Forests are the largest reservoirs of ecological biodiversity and they are also a commercial resource from which are taken timber, honey, tree seeds, wildflowers, foliage, fungi, animals and minerals. Of the many eucalypt species fewer than 50, according to Dean, are commercially harvested and milled for cabinet timbers. Smaller sized trunks and remote locations are two of the main factors that rule out the logging of many species.

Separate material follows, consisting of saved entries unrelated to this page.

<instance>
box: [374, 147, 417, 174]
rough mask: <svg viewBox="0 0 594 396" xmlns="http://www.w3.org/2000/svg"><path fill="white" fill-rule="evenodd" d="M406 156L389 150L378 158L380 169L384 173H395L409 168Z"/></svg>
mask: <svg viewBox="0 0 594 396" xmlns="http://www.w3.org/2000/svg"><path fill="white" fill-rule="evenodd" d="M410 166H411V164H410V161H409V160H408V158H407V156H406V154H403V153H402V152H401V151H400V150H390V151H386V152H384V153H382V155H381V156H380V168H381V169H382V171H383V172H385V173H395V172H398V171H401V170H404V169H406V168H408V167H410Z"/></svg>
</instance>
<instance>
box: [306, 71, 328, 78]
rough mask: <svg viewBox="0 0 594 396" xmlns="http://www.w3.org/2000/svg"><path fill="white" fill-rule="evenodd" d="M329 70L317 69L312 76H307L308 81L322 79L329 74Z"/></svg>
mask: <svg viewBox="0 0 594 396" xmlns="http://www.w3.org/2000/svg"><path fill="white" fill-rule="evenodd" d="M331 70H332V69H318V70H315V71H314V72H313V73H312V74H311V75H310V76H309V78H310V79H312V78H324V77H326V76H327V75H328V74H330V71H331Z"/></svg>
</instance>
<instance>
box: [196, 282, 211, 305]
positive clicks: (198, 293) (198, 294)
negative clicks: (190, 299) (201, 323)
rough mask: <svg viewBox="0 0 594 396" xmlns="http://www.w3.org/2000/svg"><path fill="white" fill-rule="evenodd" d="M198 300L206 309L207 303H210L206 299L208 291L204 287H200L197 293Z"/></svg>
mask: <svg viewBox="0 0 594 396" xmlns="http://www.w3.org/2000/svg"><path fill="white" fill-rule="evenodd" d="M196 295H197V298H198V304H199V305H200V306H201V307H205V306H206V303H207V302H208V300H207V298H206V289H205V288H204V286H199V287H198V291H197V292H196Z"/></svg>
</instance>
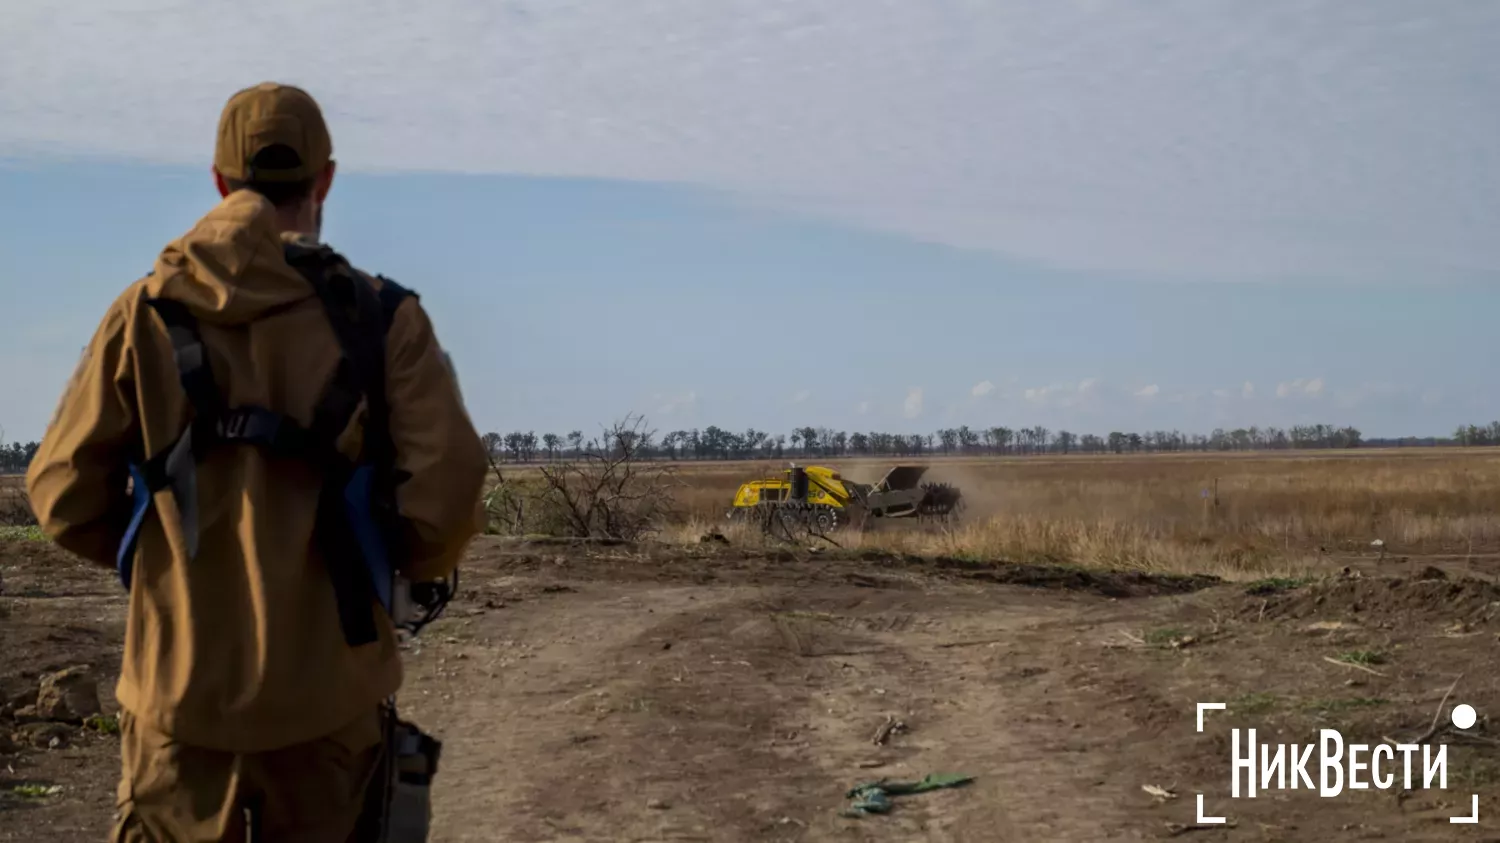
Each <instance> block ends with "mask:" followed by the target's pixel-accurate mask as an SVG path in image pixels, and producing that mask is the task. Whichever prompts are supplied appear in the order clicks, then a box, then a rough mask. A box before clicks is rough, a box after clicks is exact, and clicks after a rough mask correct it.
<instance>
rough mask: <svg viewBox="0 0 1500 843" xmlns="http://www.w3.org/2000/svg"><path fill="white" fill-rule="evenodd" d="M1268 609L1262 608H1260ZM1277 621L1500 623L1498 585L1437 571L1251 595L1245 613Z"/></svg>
mask: <svg viewBox="0 0 1500 843" xmlns="http://www.w3.org/2000/svg"><path fill="white" fill-rule="evenodd" d="M1263 606H1265V609H1262V607H1263ZM1262 610H1265V615H1266V616H1274V618H1299V619H1301V618H1310V619H1332V618H1365V622H1374V621H1389V622H1424V621H1442V622H1449V624H1452V622H1455V621H1458V622H1464V624H1475V625H1485V624H1497V622H1500V585H1496V583H1493V582H1490V580H1484V579H1475V577H1454V579H1449V577H1448V576H1446V574H1443V573H1442V571H1439V570H1436V568H1430V570H1425V571H1422V573H1419V574H1418V577H1416V579H1404V577H1347V576H1341V577H1332V579H1325V580H1319V582H1314V583H1310V585H1305V586H1302V588H1298V589H1293V591H1286V592H1281V594H1275V595H1272V597H1263V598H1262V597H1250V598H1247V601H1245V612H1248V613H1257V615H1259V613H1260V612H1262Z"/></svg>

There are commonly held misconceptions about eucalypts: ‘That they are all great big forest trees like river redgums for one’, said Dean, ‘where many are in fact shrubby species. There is a huge range of habits (forms) and the sheer diversity of their flowers amazes many people when they come to Currency Creek’.

The arboretum is a scientific resource of immense value that has been established and maintained by Dean and his family. Development and maintenance is time-consuming, especially when one considers there is no external funding of any kind. ‘One day it would be good to see it institutionalised’, said Dean, ‘if only to see it preserved for others to benefit from’.

Photos: Dean Nicolle

For an update on current information see Currency Creek Arboretum

Groups can arrange to visit Currency Creek Arboretum, but they need to contact Dean Nicolle well in advance. More information about Dean Nicolle and the Currency Creek Arboretum is at www.dn.com.au Email Dean at dn@dn.com.au
1. Australia’s State of the Forests Report 2003
2. All but 12 species of Eucalypt are endemic to Australia. The 12 grow in the Papua New Guinea, the Philippines and Timor. Some species of eucalypts (Tas blue gums (E.globulus), river redgum (E.camaldulensis) and flooded gum (E.grandis) are now plantation grown overseas, notably in Brazil, China, India and Africa, see Eucalypts Abroad, AWR#27:76. More on the most commercially available eucalypts in AWR#39:31
3. Ian Brooker, one of Australia’s leading authorities on eucalypts and David Kleinig (CSIRO Canberra) co-authored Eucalyptus: An Illustrated Guide to Identification, a book which describes 12 features that determine identity. Reed Books, 1996.